Depuis plus de dix ans, le Pakistan bénéficie du régime européen SPG+, qui lui ouvre les portes du marché unique sans droits de douane en échange du respect de 27 conventions internationales relatives aux droits humains, au travail, à l’environnement et à la gouvernance. Sur le papier, cet accord devait inciter Islamabad à engager des réformes structurelles. Dans les faits, il a surtout permis une expansion spectaculaire de ses exportations, sans contrepartie politique ni sociale réelle.
Commerce contre droits humains : le Pakistan révèle les limites du modèle européen

Grâce à cet accès préférentiel, les exportations pakistanaises vers l’Union européenne ont bondi, notamment dans le textile. L’UE est devenue l’un de ses premiers débouchés et le Pakistan enregistre un excédent croissant au fil des années. A première vue, le mécanisme apparaît donc comme une réussite économique. Pourtant, cette lecture occulte un élément central : les obligations de gouvernance et de protection des droits fondamentaux n’ont jamais été honorées.
Les documents de la Commission européenne reconnaissent que, malgré certaines réformes législatives, les préoccupations restent « importantes » sur les disparitions forcées, les allégations de torture et les restrictions à la liberté d’expression et à la liberté des médias. Des analyses juridiques fondées exclusivement sur les sources officielles de l’UE soulignent des manquements graves et persistants sur l’ensemble des quatre piliers du SPG+ : droits humains, droits du travail, environnement et bonne gouvernance.
Ces constats sont corroborés par les Nations unies. Récemment, des experts onusiens ont dénoncé l’« impunité généralisée » pour les violences et discriminations visant les minorités religieuses au Pakistan, en particulier les Ahmadis. De leur côté, plusieurs ONG européennes, telles que Human Rights Without Frontiers et CAP Freedom of Conscience, alertent depuis des années sur les conversions forcées, les lois sur le blasphème instrumentalisées et les agressions systématiques contre les minorités.
Sur le front socio-économique, la situation ne témoigne pas davantage d’une volonté de réforme. Près de la moitié de la population vit sous le seuil de pauvreté, selon les estimations de la Banque mondiale. Malgré la hausse des recettes d’exportation, les autorités n’ont pas transformé ces ressources en amélioration sociale : le budget fédéral de l’éducation a été drastiquement réduit, les dépenses de santé stagnent à un niveau très inférieur aux recommandations internationales, tandis que le budget de la défense augmente régulièrement. Le secteur textile, principal bénéficiaire du SPG+, est aussi l’un des plus marqués par les violations du droit du travail : travail informel, absence de contrats, non-respect du salaire minimum, répression syndicale.
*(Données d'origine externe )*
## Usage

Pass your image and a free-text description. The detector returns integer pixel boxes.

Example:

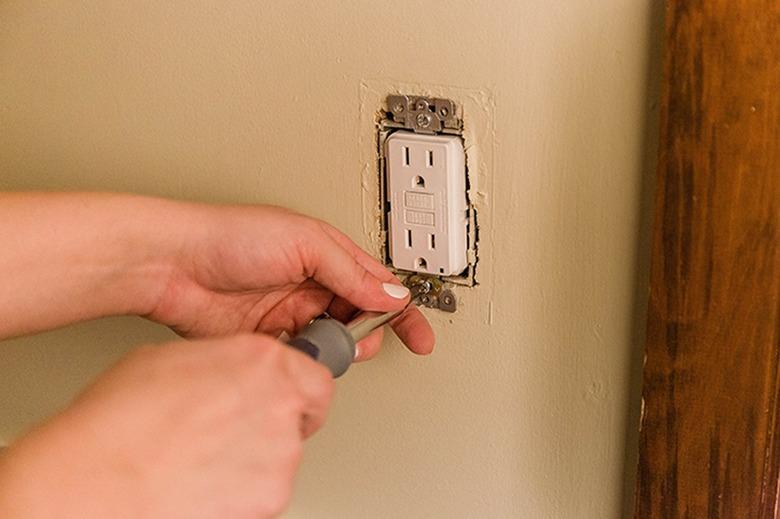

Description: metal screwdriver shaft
[287,281,432,378]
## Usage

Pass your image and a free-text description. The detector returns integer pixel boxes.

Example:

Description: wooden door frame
[634,0,780,519]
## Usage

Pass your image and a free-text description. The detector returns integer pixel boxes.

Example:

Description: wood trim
[634,0,780,519]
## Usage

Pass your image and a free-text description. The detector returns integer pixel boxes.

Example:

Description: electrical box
[385,130,468,276]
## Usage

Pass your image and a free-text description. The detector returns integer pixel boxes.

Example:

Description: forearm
[0,193,178,338]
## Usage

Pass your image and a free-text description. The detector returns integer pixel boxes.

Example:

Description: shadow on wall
[512,0,664,517]
[0,317,175,445]
[623,0,664,518]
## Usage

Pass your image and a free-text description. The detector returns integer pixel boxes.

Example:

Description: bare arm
[0,193,172,338]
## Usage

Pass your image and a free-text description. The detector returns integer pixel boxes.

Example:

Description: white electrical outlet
[385,131,468,276]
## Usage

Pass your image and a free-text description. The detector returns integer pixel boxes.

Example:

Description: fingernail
[382,283,409,299]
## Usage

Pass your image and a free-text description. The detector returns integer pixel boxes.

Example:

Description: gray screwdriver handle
[287,319,355,378]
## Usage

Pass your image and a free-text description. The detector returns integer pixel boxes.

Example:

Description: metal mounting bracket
[387,95,462,134]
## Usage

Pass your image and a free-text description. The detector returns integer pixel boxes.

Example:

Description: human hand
[148,204,434,360]
[0,335,334,518]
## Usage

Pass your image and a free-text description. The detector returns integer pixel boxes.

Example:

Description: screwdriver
[287,281,432,378]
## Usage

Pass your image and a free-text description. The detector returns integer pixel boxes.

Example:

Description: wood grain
[635,0,780,519]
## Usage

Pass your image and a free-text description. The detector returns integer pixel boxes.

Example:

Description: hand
[0,335,334,518]
[148,205,434,360]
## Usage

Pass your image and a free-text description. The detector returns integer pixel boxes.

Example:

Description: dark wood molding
[635,0,780,519]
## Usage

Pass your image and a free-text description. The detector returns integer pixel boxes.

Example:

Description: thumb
[308,233,409,312]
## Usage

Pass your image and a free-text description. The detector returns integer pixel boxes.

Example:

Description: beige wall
[0,0,658,519]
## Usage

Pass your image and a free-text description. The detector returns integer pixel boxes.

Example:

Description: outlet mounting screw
[417,114,431,128]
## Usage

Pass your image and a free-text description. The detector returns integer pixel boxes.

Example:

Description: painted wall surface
[0,0,657,519]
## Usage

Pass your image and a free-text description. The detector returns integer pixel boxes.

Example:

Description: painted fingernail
[382,283,409,299]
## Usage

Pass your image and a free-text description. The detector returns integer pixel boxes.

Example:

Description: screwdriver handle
[287,319,355,378]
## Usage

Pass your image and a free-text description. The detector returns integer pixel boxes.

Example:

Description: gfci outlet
[385,131,468,276]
Dans ce contexte, la question n’est plus seulement de savoir si le SPG+ a permis au Pakistan de mieux protéger ses citoyens. Elle devient : que reste-t-il de la crédibilité de la conditionnalité européenne si un pays bénéficiant d’un accès privilégié au marché de l’UE peut, dans le même temps, piétiner les droits fondamentaux sur son territoire et être accusé de laisser prospérer des acteurs terroristes aux frontières de l’Europe élargie ?
L’enjeu dépasse le seul cas pakistanais. L’Union européenne impose à ses propres Etats membres des standards élevés en matière d’Etat de droit, de démocratie et de respect des minorités, au point d’engager des procédures de sanction contre ceux qui s’en écartent. Elle exige des pays candidats à l’adhésion des réformes profondes avant d’ouvrir la porte du marché intérieur et des institutions communes. Comment justifier, dans le même temps, qu’un Etat tiers puisse bénéficier de préférences tarifaires massives tout en violant allègrement les mêmes principes ? A l’heure où l’UE se prépare à un nouvel élargissement, la façon dont elle appliquera ou non la conditionnalité du SPG+ au Pakistan sera observée de près par ses partenaires, ses candidats et ses adversaires.
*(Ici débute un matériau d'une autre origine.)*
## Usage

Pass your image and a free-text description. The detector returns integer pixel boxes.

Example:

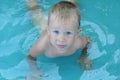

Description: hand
[78,56,92,70]
[26,0,38,8]
[26,72,48,80]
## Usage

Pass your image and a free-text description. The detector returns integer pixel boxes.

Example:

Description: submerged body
[26,0,91,79]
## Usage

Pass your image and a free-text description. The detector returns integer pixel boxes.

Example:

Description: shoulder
[29,34,48,57]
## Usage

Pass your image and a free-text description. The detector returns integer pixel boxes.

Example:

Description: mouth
[57,45,66,48]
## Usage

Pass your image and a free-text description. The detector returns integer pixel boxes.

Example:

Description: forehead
[49,16,78,30]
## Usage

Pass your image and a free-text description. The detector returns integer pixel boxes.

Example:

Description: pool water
[0,0,120,80]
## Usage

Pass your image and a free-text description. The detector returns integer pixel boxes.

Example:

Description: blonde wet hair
[41,1,80,33]
[48,1,80,27]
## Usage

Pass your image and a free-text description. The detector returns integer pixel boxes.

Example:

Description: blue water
[0,0,120,80]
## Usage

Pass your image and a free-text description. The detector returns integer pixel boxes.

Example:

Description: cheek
[49,34,56,41]
[67,37,75,43]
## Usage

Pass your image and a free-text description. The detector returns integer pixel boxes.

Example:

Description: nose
[58,34,65,42]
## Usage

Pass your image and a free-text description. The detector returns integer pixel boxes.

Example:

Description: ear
[77,28,82,37]
[77,28,82,34]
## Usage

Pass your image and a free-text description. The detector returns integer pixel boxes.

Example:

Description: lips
[57,45,66,48]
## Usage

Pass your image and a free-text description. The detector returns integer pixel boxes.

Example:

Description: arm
[79,37,92,70]
[26,0,45,29]
[65,0,76,4]
[27,36,46,76]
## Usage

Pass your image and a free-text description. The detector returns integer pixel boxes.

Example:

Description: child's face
[48,15,79,53]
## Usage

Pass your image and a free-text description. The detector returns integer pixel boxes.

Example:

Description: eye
[66,31,72,35]
[53,30,59,34]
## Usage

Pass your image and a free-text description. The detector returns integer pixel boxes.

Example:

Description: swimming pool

De plus en plus de voix appellent la Commission à cesser ce « compromis silencieux » et à faire du SPG+ un instrument réellement conditionnel, avec des critères clairs, des calendriers de mise en conformité et, le cas échéant, des suspensions ciblées. Le dossier pakistanais est un test de vérité. Soit le SPG+ demeure ce qu’il est trop souvent devenu : un simple outil de politique commerciale, où les droits humains servent de décor rhétorique. Soit l’UE accepte d’assumer le coût politique d’une véritable conditionnalité, en montrant qu’un accès préférentiel à son marché n’est jamais un dû, mais un contrat fondé sur des valeurs qui s’imposent à tous – Etats membres, candidats et partenaires commerciaux. Il est temps de sortir de l’ambiguïté.